The bypass itself is not arbitrary code execution. The /chat handler ignores the submitted message, so the attacker cannot inject a free-form prompt. What they get is unauthenticated invocation of whatever the operator’s agents.yaml is wired to do — and in production deployments that usually includes a code_interpreter, shell or file I/O tool, web fetch, or an HTTP client. The realistic impact ceiling is therefore: model-quota draining at the cheap end, agent-tool execution and configuration disclosure at the expensive end.

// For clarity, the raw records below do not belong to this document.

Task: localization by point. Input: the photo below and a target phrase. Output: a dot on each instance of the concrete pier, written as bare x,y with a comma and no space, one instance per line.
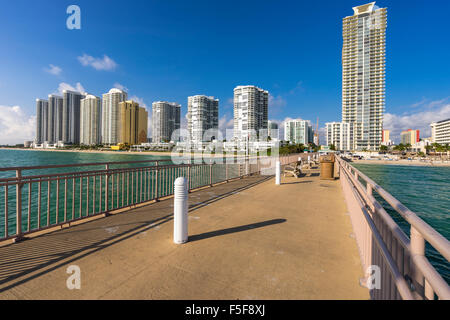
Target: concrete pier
248,239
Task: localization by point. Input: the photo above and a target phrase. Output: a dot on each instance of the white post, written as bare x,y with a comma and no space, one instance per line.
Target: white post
180,220
278,173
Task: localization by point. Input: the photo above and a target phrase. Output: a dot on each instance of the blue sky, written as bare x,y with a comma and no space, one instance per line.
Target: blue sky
168,50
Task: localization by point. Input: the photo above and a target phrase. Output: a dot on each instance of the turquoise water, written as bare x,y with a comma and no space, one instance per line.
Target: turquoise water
424,190
77,195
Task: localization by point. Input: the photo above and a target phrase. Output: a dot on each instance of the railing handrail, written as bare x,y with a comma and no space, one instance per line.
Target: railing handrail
420,231
438,241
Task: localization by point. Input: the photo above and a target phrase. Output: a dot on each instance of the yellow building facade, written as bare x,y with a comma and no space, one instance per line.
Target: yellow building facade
133,123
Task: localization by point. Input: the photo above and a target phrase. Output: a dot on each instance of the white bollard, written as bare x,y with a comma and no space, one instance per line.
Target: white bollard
278,173
180,219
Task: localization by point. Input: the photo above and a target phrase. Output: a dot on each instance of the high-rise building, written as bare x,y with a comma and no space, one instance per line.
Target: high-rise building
440,132
111,115
54,119
250,112
134,121
272,130
71,116
90,120
41,121
202,117
339,134
165,120
363,77
410,136
298,132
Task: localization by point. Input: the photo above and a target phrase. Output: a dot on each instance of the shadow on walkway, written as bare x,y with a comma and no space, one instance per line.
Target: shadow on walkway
30,259
222,232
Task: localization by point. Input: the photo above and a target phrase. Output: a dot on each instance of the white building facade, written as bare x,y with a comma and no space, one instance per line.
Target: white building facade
363,77
165,120
202,117
110,124
298,132
90,120
250,112
440,132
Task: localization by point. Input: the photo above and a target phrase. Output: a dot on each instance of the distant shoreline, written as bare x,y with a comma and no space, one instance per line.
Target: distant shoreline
403,163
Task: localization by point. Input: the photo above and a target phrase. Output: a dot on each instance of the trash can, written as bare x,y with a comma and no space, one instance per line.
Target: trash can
327,167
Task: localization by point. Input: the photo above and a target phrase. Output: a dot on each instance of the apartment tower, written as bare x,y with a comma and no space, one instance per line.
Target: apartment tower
203,116
111,115
250,112
363,77
54,118
71,116
165,120
90,120
41,121
133,121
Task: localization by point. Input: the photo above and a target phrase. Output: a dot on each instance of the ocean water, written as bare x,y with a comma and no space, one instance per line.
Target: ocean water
425,191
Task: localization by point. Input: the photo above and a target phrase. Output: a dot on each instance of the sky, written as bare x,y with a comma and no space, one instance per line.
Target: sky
169,50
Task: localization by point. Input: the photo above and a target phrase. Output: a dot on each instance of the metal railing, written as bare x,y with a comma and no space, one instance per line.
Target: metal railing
36,202
406,272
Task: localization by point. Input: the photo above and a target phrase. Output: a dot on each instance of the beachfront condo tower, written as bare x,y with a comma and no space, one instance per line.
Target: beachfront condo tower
165,120
440,132
298,132
54,119
339,135
90,120
71,117
133,123
363,77
111,115
250,112
203,118
41,121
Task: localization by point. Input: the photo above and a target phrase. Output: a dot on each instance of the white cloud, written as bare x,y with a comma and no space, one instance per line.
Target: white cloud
104,64
54,70
65,86
15,126
119,86
433,111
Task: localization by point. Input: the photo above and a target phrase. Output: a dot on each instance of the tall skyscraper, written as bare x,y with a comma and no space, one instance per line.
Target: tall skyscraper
250,112
203,116
111,115
165,120
272,130
134,121
339,135
298,132
363,77
71,116
54,119
90,120
41,121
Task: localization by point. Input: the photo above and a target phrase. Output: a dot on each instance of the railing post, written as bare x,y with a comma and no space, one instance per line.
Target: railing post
189,178
19,204
417,249
180,219
278,173
156,183
210,173
106,189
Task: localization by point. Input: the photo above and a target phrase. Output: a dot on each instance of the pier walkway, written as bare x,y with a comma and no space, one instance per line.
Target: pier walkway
249,239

Two broader points make this CVE worth studying:

The pattern is recurring across the AI-agent stack. Sysdig links it to recent rapid-exploitation cases on Marimo, LMDeploy (CVE-2026-33626) and Langflow (CVE-2026-33017) — all small-to-medium projects whose internet-facing default exposes a powerful runtime to anonymous callers.
Three-and-a-half hours is the new baseline. A ~7,100-star repo is no longer “below the radar”. Adversary tooling now reverses patches, generates scanners, and probes the public IPv4 space at advisory speed.

Defenses

Upgrade immediately. Move to PraisonAI 4.6.34 or later. Anything in the 2.5.6–4.6.33 range is vulnerable as shipped.
Stop using the legacy entrypoint. Switch to the serve agents command, which binds to 127.0.0.1 and requires --api-key. Treat api_server.py as deprecated.
Audit deployment templates. If your infra-as-code was generated from PraisonAI’s sample, search it for auth_enabled: false and host: 0.0.0.0. Both should be inverted.
Default-deny on agent triggers. Any HTTP path that ends in PraisonAI(...).run() — or its equivalent in LangChain/CrewAI/AutoGen wrappers — is a state-changing action and should require authentication, not opt into it.
Detect at the perimeter. Successful unauthenticated calls leave no missing-auth signal in app logs. Add WAF rules for GET /agents and POST /chat lacking an Authorization header, and flag the User-Agent: CVE-Detector/1.0 string anywhere it appears.
Audit model-provider billing and agents.yaml secrets for activity after May 11, 2026, and rotate any credentials referenced by the workflow.

Status

Item	Reference	Date	Notes
GitHub advisory	GHSA-6rmh-7xcm-cpxj	2026-05-11 13:56 UTC	CVSS 7.3, CWE-306 / CWE-668 / CWE-1188
CVE ID	CVE-2026-44338	2026-05-11	NVD-published
First targeted probe	Sysdig TRT sensor	2026-05-11 17:40 UTC	`CVE-Detector/1.0`, ~3h44 after disclosure
Patched release	PraisonAI 4.6.34	2026-05-11	PyPI
Vulnerable range	2.5.6 — 4.6.33	—	All prior versions also vulnerable for the legacy script

The deeper takeaway is structural. The PraisonAI legacy server is a small bug — three lines, one default, one bind address — but it sits at the same junction every multi-agent framework reaches sooner or later: an HTTP trigger that, behind the curtain, runs an arbitrary tool-using agent. Frameworks that ship that trigger with authentication opt-in instead of opt-out should be assumed exploitable on first internet exposure.